Missouri Compromise of 1820
Louisiana, Indiana, Mississippi, and Illinois were all admitted into the Union between the years 1810 and 1820. The Northwest Ordinance had barred slavery from the territories north of the Ohio River. However, the areas that had been acquired in the Louisiana Purchase did not have a policy. This would all have to change when Missouri and Alabama both sought statehood in 1819. However, Missouri wanted to become a slave state. If its statehood were approved it would become the first slave state west of the Mississippi River. At the same time it would upset the numerical balance between slave and free states. It would not take long before the politicians realized that the issue was the type of situation that would require compromise. However, no one seemed to want to compromise.

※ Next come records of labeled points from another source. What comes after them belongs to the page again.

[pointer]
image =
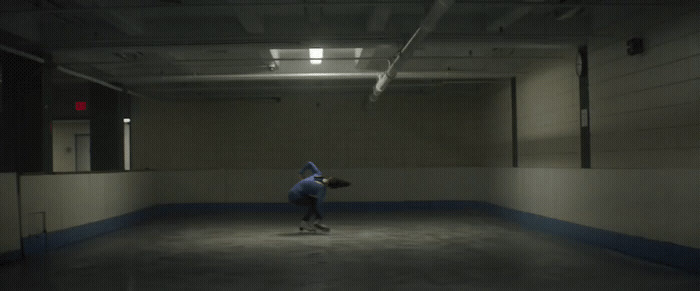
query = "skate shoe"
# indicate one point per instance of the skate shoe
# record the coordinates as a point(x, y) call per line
point(305, 225)
point(318, 225)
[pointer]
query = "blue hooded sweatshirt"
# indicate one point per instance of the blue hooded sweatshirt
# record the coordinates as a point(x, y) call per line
point(310, 186)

Before long, New York Representative James Tallamadge introduced an amendment to the Missouri legislature that prohibited the introduction of more slaves into the territory. In addition, the amendment mandated the emancipation(freeing) of all Missouri born slaves when they reached the age of 25. Tallamadge's amendment launched an intense debate over slavery that would leave Congress deadlocked for more than a year, with the House of Representatives in favor and the Senate opposed. The Southerners were infuriated with Tallamadge's attempt to outlaw slavery in the territories. Many threatened secession from the Union. They stated that according to the Constitution they had the right to protect their property and that slaves were property. They also asserted that they had the right to take their slaves anywhere they wanted to in the territories, and that they would protect that right under any circumstances. Eventually, the Southerners tried to link Maine's statehood as a free state to Missouri's admission as a slave state. This idea angered Northerners. The debate became more and more impassioned until Representative Thomas Cobb of Georgia shouted at Tallamadge, “If you persist, the Union will be dissolved. You have kindled a fire which all of the waters of the ocean cannot put out, which seas of blood can only distinguish.”

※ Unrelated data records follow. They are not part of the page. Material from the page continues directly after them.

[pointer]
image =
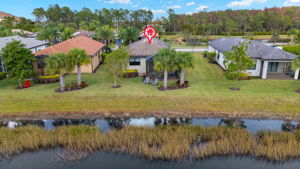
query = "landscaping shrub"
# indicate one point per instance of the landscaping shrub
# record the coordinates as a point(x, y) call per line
point(205, 54)
point(2, 75)
point(243, 76)
point(211, 57)
point(74, 86)
point(130, 73)
point(47, 79)
point(292, 49)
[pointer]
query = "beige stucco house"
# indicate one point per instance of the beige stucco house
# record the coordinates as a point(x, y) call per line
point(141, 54)
point(92, 47)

The idea of allowing both states to enter the Union at the same time at least solved the problem of maintaining an equal balance of free and slave states. Before long, Senator Jesse Thomas of Illinois offered an amendment that prohibited slavery into the Louisiana Territory north of 36' 30', which was the southern border of Missouri. Few liked the idea, and the Northerners continued to fight the amendment. Then, on February 26, 1821, Speaker of the House Henry Clay's ambiguous language was adopted by the House. Clay stated that the anti-black clause in Missouri's constitution should never be construed as violating the rights of any citizen. The Missouri Compromise passed the House a week later, and before any opposition could emerge Clay quickly passed the legislation over to the Senate. Henry Clay would forever be known as the “Great Compromiser.” The Constitution of our country was in danger, and Henry Clay had saved it without bloodshed. Unfortunately, the question of weather or not Congress had the authority to abolish slavery had not been resolved, and would not for another 40 years. Years later, President Lincoln would remark that Henry Clay had made a difference. The fact that the Missouri Compromise limited the expansion of slavery would eventually have a positive effect as the free states would soon have a majority in the Senate. Then in 1854, the Compromise would be repealed by the Kansas-Nebraska Act, which in turn would ignite the anti-slavery movement.